CONGRESSIONAL RECORD – SENATE


August 17, 1967


Page 23035


LEAGUE OF WOMEN VOTERS SUPPORTS $450 MILLION FOR CLEAN WATER


Mr. MUSKIE. Mr. President, this year the administration requested, and the House approved, a budget request of $203 million for the Federal Water Pollution Control Administration to assist States and communities in constructing waste treatment facilities. I believe this amount grossly underestimates both the need and the demand for sewage treatment facilities throughout the Nation.


Last year the Congress made a substantial commitment to these States and communities by authorizing a total of $3.4 billion to be spent over the next 4 years for the construction grants program; $459 million was authorized for fiscal 1968. In response to the July 1, 1967, deadline for filing water quality standards and to the lifting of old dollar limitations on grants, States have been preparing and submitting applications at an extraordinary rate.

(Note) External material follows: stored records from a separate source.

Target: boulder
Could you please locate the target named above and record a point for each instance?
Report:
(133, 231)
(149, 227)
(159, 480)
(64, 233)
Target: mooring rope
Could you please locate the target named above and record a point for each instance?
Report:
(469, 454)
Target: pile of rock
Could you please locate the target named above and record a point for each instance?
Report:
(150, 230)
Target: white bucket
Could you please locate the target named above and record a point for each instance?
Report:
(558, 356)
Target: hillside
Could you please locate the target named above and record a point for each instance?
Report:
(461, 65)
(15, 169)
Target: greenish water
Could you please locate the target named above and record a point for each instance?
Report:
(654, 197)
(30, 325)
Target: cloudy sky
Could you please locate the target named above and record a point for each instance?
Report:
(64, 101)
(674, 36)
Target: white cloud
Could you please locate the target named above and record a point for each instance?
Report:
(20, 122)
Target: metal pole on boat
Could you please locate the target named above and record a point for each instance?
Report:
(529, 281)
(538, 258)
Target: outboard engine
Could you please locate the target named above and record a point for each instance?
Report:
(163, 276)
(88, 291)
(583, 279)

I am distressed at the potential effects which the failure of the Federal Government to appropriate the full $450 million might have on these States and communities. I believe the Senate has a responsibility to meet this commitment by voting to appropriate the full amount authorized by last year's Clean Water Restoration Act. Mr. President, I was delighted to read in the August 7 edition of the Washington Post a letter to the editor from Mrs. Julia D. Stuart, President of the U.S. League of Women Voters, urging the Senate Appropriations Committee to recommend the full $450 million for the construction grants program. Mrs. Stuart's concern parallels my own, and her letter is well worth reading. I ask unanimous consent that it be printed in the RECORD.


There being no objection, the letter was ordered to be printed in the RECORD, as follows:


FINANCING CLEAN WATER


The League of Women Voters of the United States hopes that the Senate Appropriations Committee will recommend appropriation of $450 million for the Federal sewage treatment facility grant program in FY 1967, the amount authorized by the Clean Water Restoration Act of 1966.


Everyone – the Congress, the President, the Budget Bureau, and the public – knows that pollution of U.S. rivers must be reversed. But words, promises, even standards will not make the water cleaner. The most direct way toward stream improvement is to cut down on the wastes discharged into the water. Federal money is needed to accomplish this cut back in sewage discharge.


The Water Quality Act of 1965 called for setting standards of water quality for interstate streams. States have spent time and effort in establishing criteria that, if met, will result in water quality suitable for the use desired for each section of the stream. Everyone knows that many towns and cities must install or upgrade sewage treatment before these standards can be met.


State agencies, city officials, even the local public know by name the cities that offend and must spend. Applications for Federal assistance far beyond the amount of money available have always come in from municipalities. Standard setting, which has made it clear that more municipalities must spend more money for improved waste treatment, clearly will bring an avalanche of requests for needed Federal help.


And Congress has offered that help, more help than ever before, in the Clean Water Restoration Act. Removing the dollar ceiling on Federal grants-in-aid for municipal treatment facility construction, offering 40 per cent help if the state puts up 30 per cent, offering 50 per cent Federal aid if the state, in addition to putting in its money, set standards for the receiving waters – these are the inducements offered to encourage investment of state monies and establishment of intrastate stream standards. But how inadequately financed these offers will be unless the Senate appropriates $450 million!


Having removed the dollar ceiling, having offered a larger per cent of project cost in Federal aid, having required standards that enhance water quality, will $50 million more than the appropriation for FY 1966 be enough for FY 1967? The League of Women Voters of the United States thinks not. We think it will not do what Congress knows must be done. We think it will not bring the states to make the effort that Congress has preferred to encourage by assistance rather than require by enforcement. We know it will not satisfy the public, particularly the ever-growing number of citizens who have been working for local, state, and Federal investment for clean water.


Federal funds appropriated for treatment facility construction and not obligated this year will be available for later use. In a program where many arrangements must be fitted together on many levels of government, it is important to have money in the pipeline. Municipal wastes must receive a higher degree of treatment. The Senate Appropriations Committee can make the Water Quality Act and the Clean Water Restoration Act function in reducing sewage discharges if the Committee puts enough money behind the promises in these Acts. This we hope the Committee will do.